21 Tahun Seusai Tragedi HAM di Beutong Ateuh, Trauma Belum Lekang di Benak Warga

Lantunan azan magrib sayup terdengar dari kejauhan, kami berhenti pada sebuah pondok di atas bukit menghadap jurang. Di tengah guyuran hujan, dingin merambat bersama kabut tipis. Jarak pandang kian terbatas, cahaya lampu terlihat samar dari permukiman penduduk di wilayah Kecamatan Beutong Ateuh Benggalang, Kabupaten Nagan Raya, Aceh.

Tepat pukul 18.45 WIB, ponsel saya berdering. Si pemanggil adalah Yusri, bendahara Desa Blang Puuk, salah satu desa di sana. “Assalamualaikum, Sudah sampai buk?” tanyanya. “Sudah sampai di pondok tepi jurang,” jawab saya.

“Itu sudah tidak jauh lagi, sekitar satu kilometer perjalanan sudah sampai ke sini,” tutup Yusri.

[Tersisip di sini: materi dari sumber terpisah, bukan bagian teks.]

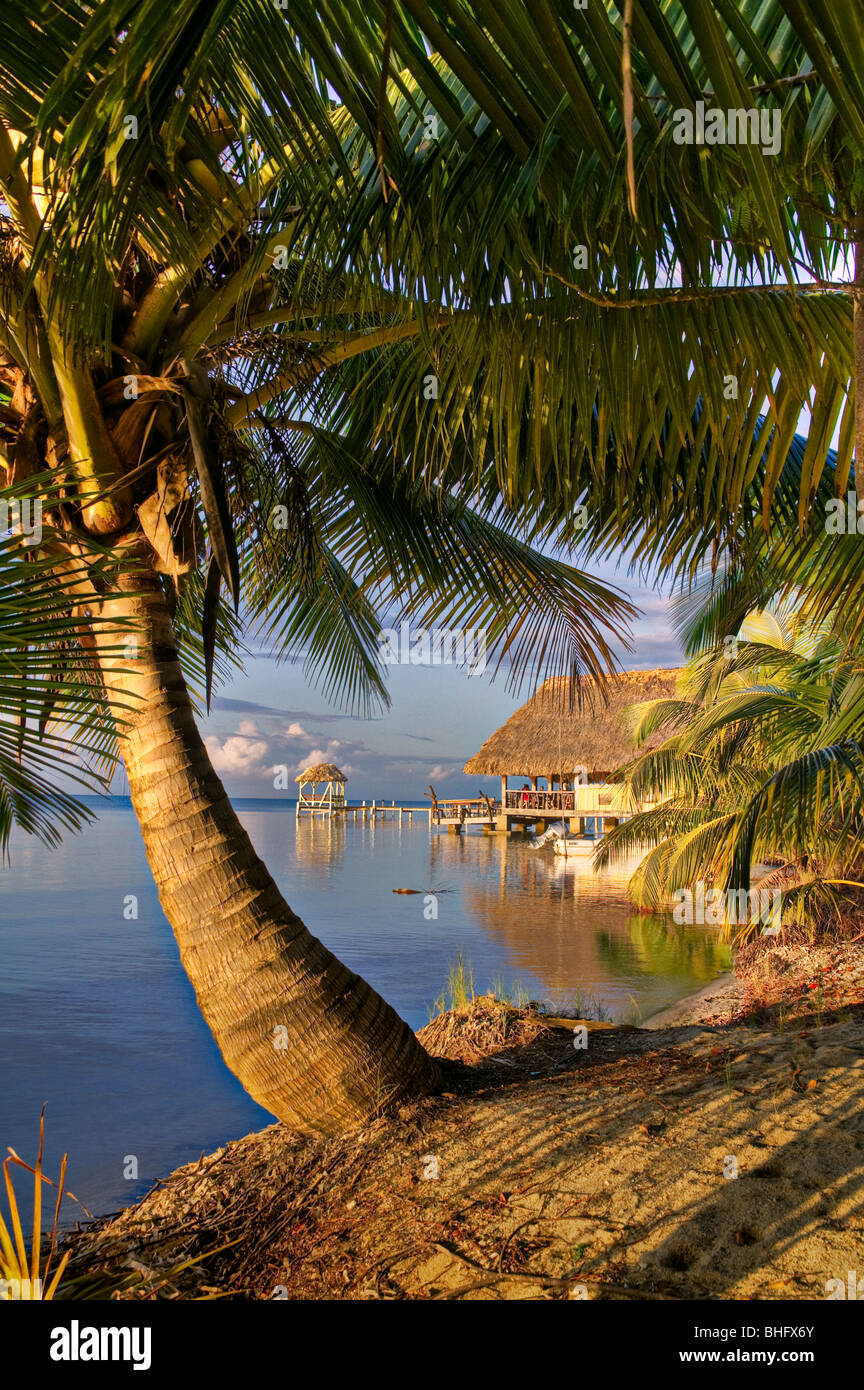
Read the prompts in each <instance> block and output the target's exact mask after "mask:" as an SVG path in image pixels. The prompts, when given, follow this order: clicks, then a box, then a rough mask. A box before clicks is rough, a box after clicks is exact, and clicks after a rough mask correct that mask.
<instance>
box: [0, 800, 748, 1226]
mask: <svg viewBox="0 0 864 1390" xmlns="http://www.w3.org/2000/svg"><path fill="white" fill-rule="evenodd" d="M92 803H93V805H97V806H99V820H97V821H96V823H94V824H93V826H90V827H89V828H86V830H85V831H82V833H81V834H78V835H71V837H68V838H67V840H65V841H64V844H63V845H61V847H60V848H58V849H54V851H46V849H44V848H43V847H42V845H40V844H39V842H38V841H35V840H31V838H28V837H25V835H15V837H14V838H13V848H11V865H8V866H4V867H1V869H0V1048H1V1056H3V1087H1V1091H0V1148H1V1151H3V1154H6V1147H7V1145H11V1147H13V1148H15V1150H17V1151H18V1152H19V1154H21V1156H22V1158H25V1159H28V1161H29V1162H32V1159H33V1158H35V1152H36V1144H38V1129H39V1111H40V1108H42V1105H43V1102H47V1108H46V1172H47V1173H49V1176H53V1177H56V1176H57V1170H58V1166H60V1158H61V1155H63V1152H64V1151H68V1155H69V1159H68V1169H67V1183H68V1187H69V1188H71V1191H74V1193H75V1194H76V1195H78V1197H79V1198H81V1201H82V1202H83V1204H85V1205H86V1207H88V1208H89V1209H90V1211H92V1212H93V1213H103V1212H107V1211H114V1209H117V1208H118V1207H121V1205H124V1204H126V1202H131V1201H133V1200H135V1198H136V1197H139V1195H140V1194H142V1193H144V1191H147V1188H149V1187H151V1186H153V1183H154V1181H156V1180H157V1179H158V1177H163V1176H164V1175H165V1173H168V1172H171V1169H174V1168H176V1166H178V1165H179V1163H183V1162H188V1161H189V1159H193V1158H197V1156H199V1155H200V1154H201V1152H208V1151H210V1150H214V1148H217V1147H218V1145H221V1144H224V1143H225V1141H226V1140H231V1138H238V1137H240V1136H242V1134H246V1133H247V1131H249V1130H251V1129H256V1127H261V1126H263V1125H267V1123H269V1122H271V1116H269V1115H268V1113H267V1112H265V1111H263V1109H261V1108H260V1106H258V1105H256V1104H254V1101H251V1099H250V1098H249V1097H247V1095H246V1093H244V1091H243V1088H242V1087H240V1084H239V1081H236V1080H235V1079H233V1076H232V1074H231V1072H228V1069H226V1068H225V1065H224V1063H222V1059H221V1056H219V1052H218V1049H217V1047H215V1042H214V1041H213V1038H211V1036H210V1031H208V1030H207V1027H206V1024H204V1023H203V1020H201V1017H200V1015H199V1012H197V1006H196V1002H194V995H193V991H192V986H190V984H189V983H188V980H186V976H185V974H183V970H182V969H181V965H179V958H178V952H176V947H175V944H174V937H172V934H171V929H169V927H168V923H167V920H165V917H164V916H163V912H161V909H160V905H158V898H157V894H156V887H154V884H153V880H151V878H150V873H149V869H147V863H146V859H144V852H143V844H142V838H140V833H139V830H138V823H136V820H135V816H133V813H132V809H131V806H129V803H128V802H125V801H121V799H114V801H104V802H92ZM235 805H236V808H238V812H239V815H240V819H242V820H243V824H244V826H246V828H247V831H249V834H250V835H251V840H253V842H254V845H256V849H257V851H258V853H260V855H261V858H263V859H264V862H265V863H267V865H268V867H269V870H271V872H272V873H274V876H275V877H276V880H278V881H279V885H281V887H282V890H283V892H285V895H286V898H288V901H289V902H290V905H292V906H293V908H294V909H296V910H297V912H299V913H300V916H301V917H303V919H304V922H306V923H307V926H308V927H310V930H311V931H313V933H314V934H315V935H318V937H321V938H322V940H324V941H325V942H326V945H328V947H331V948H332V949H333V951H335V952H336V955H339V956H340V958H342V959H343V960H344V962H346V963H347V965H350V966H351V967H353V969H356V970H358V972H360V973H361V974H364V976H365V977H367V980H369V983H371V984H372V986H374V987H375V988H376V990H379V991H381V992H382V994H383V995H385V998H386V999H389V1001H390V1004H393V1005H394V1008H396V1009H399V1012H400V1013H401V1015H403V1017H406V1019H407V1020H408V1023H410V1024H411V1026H413V1027H419V1026H422V1024H424V1023H425V1022H426V1020H428V1017H429V1012H431V1011H432V1009H433V1004H435V999H436V998H438V995H439V994H440V991H442V988H443V986H445V983H446V976H447V969H449V966H450V965H451V963H453V962H454V960H456V958H457V952H458V951H461V952H463V956H464V959H465V962H467V963H468V962H470V965H471V969H472V973H474V984H475V987H476V990H478V992H479V991H482V990H483V988H486V987H489V986H490V984H492V983H500V984H503V986H504V987H506V988H510V990H517V988H518V987H521V988H524V990H525V992H526V994H528V995H529V997H531V998H538V999H547V1001H550V1002H554V1004H556V1005H558V1006H561V1005H567V1004H568V1002H571V1001H574V999H576V998H581V999H582V1001H585V999H586V998H593V999H595V1001H596V1002H599V1004H601V1005H604V1008H606V1009H607V1011H608V1013H610V1015H611V1016H613V1017H624V1016H632V1015H633V1012H635V1011H636V1009H638V1011H639V1013H640V1016H643V1017H646V1016H647V1015H649V1013H651V1012H654V1011H657V1009H660V1008H664V1006H665V1005H667V1004H671V1002H674V1001H675V999H678V998H681V997H683V995H685V994H689V992H690V991H692V990H695V988H699V987H700V986H701V984H704V983H707V981H708V980H711V979H714V977H715V976H717V974H720V973H721V972H722V970H725V969H726V967H728V951H726V949H725V948H724V947H721V945H720V944H718V942H717V941H715V940H714V934H713V933H711V929H704V927H678V926H674V924H672V923H671V920H664V919H661V917H646V916H640V915H638V913H635V912H633V909H632V906H629V905H628V903H626V899H625V895H624V884H625V878H624V877H621V876H613V874H604V876H593V874H592V873H590V870H588V869H582V870H581V872H575V870H574V866H572V860H568V862H567V865H565V863H564V860H561V859H556V858H554V855H553V853H551V849H550V848H546V849H543V851H533V849H531V847H529V845H528V844H524V842H520V841H515V840H506V838H504V837H485V835H481V834H479V833H478V831H470V833H467V834H464V835H461V837H454V835H447V834H446V833H442V831H429V826H428V819H426V816H421V817H415V819H414V823H413V826H410V824H408V823H407V820H406V821H403V824H401V826H399V824H394V823H392V821H386V823H376V824H374V826H372V824H361V823H356V824H354V823H349V824H344V826H343V824H338V823H328V821H324V820H315V821H310V820H303V821H300V823H297V821H296V817H294V815H293V805H292V803H285V802H272V801H271V802H260V801H258V802H253V801H238V802H236V803H235ZM393 888H419V890H422V891H424V892H428V891H432V890H438V892H439V895H438V919H426V917H425V916H424V898H422V897H403V895H396V894H393V891H392V890H393ZM442 890H446V891H442ZM131 894H135V895H136V897H138V903H139V908H138V913H139V915H138V920H125V919H124V899H126V898H128V895H131ZM131 1156H135V1158H136V1161H138V1179H129V1177H125V1176H124V1170H126V1172H129V1170H132V1165H131V1163H129V1158H131ZM18 1186H19V1188H21V1191H22V1193H24V1187H25V1183H24V1175H21V1177H19V1179H18ZM76 1215H78V1213H76V1211H75V1207H74V1204H68V1208H67V1222H71V1220H75V1218H76Z"/></svg>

Kami melanjutkan perjalanan dengan sepeda motor di tengah hujan tak deras. Sepuluh menit berlalu, satu persatu rumah warga mulai terlihat, hingga tiba di jembatan besi penghubung menuju pusat kecamatan Beutong Ateuh Benggalang. Di sisi kiri terdapat kantor Kepolisian Resor (Polsek) dan Pos Rayon Militer Beutong Ateuh, di seberangnya ada beberapa toko kelontong yang baru buka.

Usai melewati jembatan, Yusri menyambut kedatangan kami dan memandu ke rumahnya, sekitar 500 meter dari ujung jembatan. Istri Yusri menyuguhkan kami teh hangat, sambil menemani minum bersama. Hawa dingin mengantarkan kantuk, dan kami terlelap di rumah itu.

Berkunjung ke Beutong Ateuh Benggalang, saya bersama beberapa jurnalis lainnya punya agenda, ingin merekam kondisi wilayah pedalaman di perbatasan Nagan Raya dan Aceh Tengah tersebut. Tentang pembangunan, keindahan alam dan ingatan warga pada tragedi pelanggaran HAM masa lalu.

Kawasan Desa Blang Meurandeh, Beutong Ateuh Benggalang, pedalaman Nagan Raya, Aceh. Menyimpan kenangan pahit masa konflik Aceh. Foto: Siti Aisyah/acehkini

Sabtu pagi, (9/1/2021), mentari menampakkan wujud di kaki langit. Angin sepoi mengantarkan sejuk beriring kicauan burung dan riuh jangkrik. Istri Yusri telah menyiapkan sarapan untuk kami, tak lama kemudian Yusri mengajak keliling kampung.

Jauh dari kebisingan, Kecamatan Beutong Ateuh terletak di lembah Gunung Singgah Mata, serta diapit Gunung Abong-abong dan Gunung Tangga, dalam gugusan Bukit Barisan. Punya luas sekitar 585,88 kilometer persegi, ada lima desa di sana; Desa Blang Puuk, Blang Meurandeh, Kuta Teungoh, Babah Suak dan desa persiapan Pintu Angen.

Berjarak sekitar 75 kilometer dari pusat Kabupaten Nagan Raya, lokasi itu harus dilewati dengan jalur menanjak dan berbelok, serta melintasi Gunung Singgah Mata yang berada di ketinggian 2.800 meter dari permukaan laut.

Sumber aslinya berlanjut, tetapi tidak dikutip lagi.